AMERICAN FORK — Erma McAffee's children, grandchildren and great-grandchildren were not at all surprised to be waving at her high in the sky in a hot-air balloon Saturday morning.
The nearly-90-year-old matron of the family has never been one to sit at home and knit.
"Is she wild and crazy? I think so," said her granddaughter Shauna Hatton. "She's very adventuresome."
"She's amazing. She still drives. She keeps her own checkbook. She weeds her own yard. No one else can do it for her," said her daughter, Sandra Nixon.
McAffee's life so far has been crammed with adventure. She's been in a sailplane. She has climbed to the top of Mayan temples in Mexico.

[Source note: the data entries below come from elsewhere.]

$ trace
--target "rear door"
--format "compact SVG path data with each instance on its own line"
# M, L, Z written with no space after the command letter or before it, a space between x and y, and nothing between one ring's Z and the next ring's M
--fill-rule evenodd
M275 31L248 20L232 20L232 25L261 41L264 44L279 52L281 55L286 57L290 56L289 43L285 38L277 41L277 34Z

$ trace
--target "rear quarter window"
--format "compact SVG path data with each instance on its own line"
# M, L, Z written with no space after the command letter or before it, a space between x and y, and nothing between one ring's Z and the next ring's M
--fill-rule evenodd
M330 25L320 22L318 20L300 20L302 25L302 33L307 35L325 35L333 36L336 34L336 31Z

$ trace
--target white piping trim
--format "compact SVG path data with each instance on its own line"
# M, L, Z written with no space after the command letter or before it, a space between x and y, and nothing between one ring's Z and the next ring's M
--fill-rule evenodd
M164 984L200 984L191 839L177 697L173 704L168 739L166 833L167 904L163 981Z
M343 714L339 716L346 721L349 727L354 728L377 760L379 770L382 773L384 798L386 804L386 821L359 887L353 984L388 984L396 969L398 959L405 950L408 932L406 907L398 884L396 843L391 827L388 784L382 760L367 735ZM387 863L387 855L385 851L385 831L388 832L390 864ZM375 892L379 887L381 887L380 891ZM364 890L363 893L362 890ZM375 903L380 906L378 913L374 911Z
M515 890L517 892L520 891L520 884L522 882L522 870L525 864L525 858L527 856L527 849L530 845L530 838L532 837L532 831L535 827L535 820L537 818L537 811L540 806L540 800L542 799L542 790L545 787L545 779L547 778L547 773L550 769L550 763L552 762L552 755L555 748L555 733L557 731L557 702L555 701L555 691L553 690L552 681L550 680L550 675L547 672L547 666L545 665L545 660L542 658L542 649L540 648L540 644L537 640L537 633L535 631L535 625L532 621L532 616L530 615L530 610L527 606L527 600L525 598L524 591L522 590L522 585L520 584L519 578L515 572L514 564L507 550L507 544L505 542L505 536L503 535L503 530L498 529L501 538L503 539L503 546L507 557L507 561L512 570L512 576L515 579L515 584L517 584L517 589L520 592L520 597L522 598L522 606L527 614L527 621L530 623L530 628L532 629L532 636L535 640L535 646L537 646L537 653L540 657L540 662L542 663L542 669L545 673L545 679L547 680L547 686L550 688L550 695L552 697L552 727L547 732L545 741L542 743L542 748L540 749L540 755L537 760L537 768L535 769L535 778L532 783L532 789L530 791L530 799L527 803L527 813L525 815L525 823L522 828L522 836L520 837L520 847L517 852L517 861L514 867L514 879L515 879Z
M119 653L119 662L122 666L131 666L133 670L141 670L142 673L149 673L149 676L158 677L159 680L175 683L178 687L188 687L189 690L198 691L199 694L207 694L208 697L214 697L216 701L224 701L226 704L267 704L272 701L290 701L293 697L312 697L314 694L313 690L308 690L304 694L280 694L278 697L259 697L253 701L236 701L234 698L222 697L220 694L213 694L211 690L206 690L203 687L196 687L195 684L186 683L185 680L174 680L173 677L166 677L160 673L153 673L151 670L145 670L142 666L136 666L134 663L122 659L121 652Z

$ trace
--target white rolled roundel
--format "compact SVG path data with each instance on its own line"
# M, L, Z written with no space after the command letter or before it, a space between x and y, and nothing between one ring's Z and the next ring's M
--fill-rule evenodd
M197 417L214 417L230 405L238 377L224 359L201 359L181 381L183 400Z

She's been to every state in the union, to Europe and to Canada.
She and her late husband served two LDS missions, to Samoa and to the Philippines.
She once took her brood of five children to the top of Mount Timpanogos and ended up having to bring them all safely down in a thunderstorm.
Nixon remembers her mother telling her to stop screaming after she saw flashes of lightning and the earth crumbled away beneath her feet.
"You're scaring everybody," she said, hanging onto her daughter with one hand. "You need to stop it."
Nixon said her mother has always been high-spirited and full of courage. She's in prime health.
So when the family started looking for ways to make her 90th birthday extra special, they decided to find a way to get her aloft in a balloon.
Since they are longtime customers of the Bank of American Fork and aware that the bank sponsors three hot-air balloons, Nixon asked the president of the bank how much it would cost for a ride.
Dale Gunther assured her it wouldn't cost anything. He contacted the balloon pilot, and Brian Kelly called McAffee.
She took off early Saturday morning into a clear blue sky in the bright pink piggy-bank balloon amid a crowd of colorful nylon balloons assembled for the annual Steel Days celebration.
"I think I'll be able to see my house," she said. "I'm not nervous. I'm excited."
McAffee said she isn't sure what comes next on her list of things to do. She wanted to try hang gliding, but so far she's been talked out of it by her friends. She still might try it.
"I just like to try new things," she said.
McAffee will actually turn 90 on July 21 at the Homestead Resort in the town Midway, where she was born and raised.
She'll have 73 guests there to help celebrate.
But she won't need any help blowing out the candles.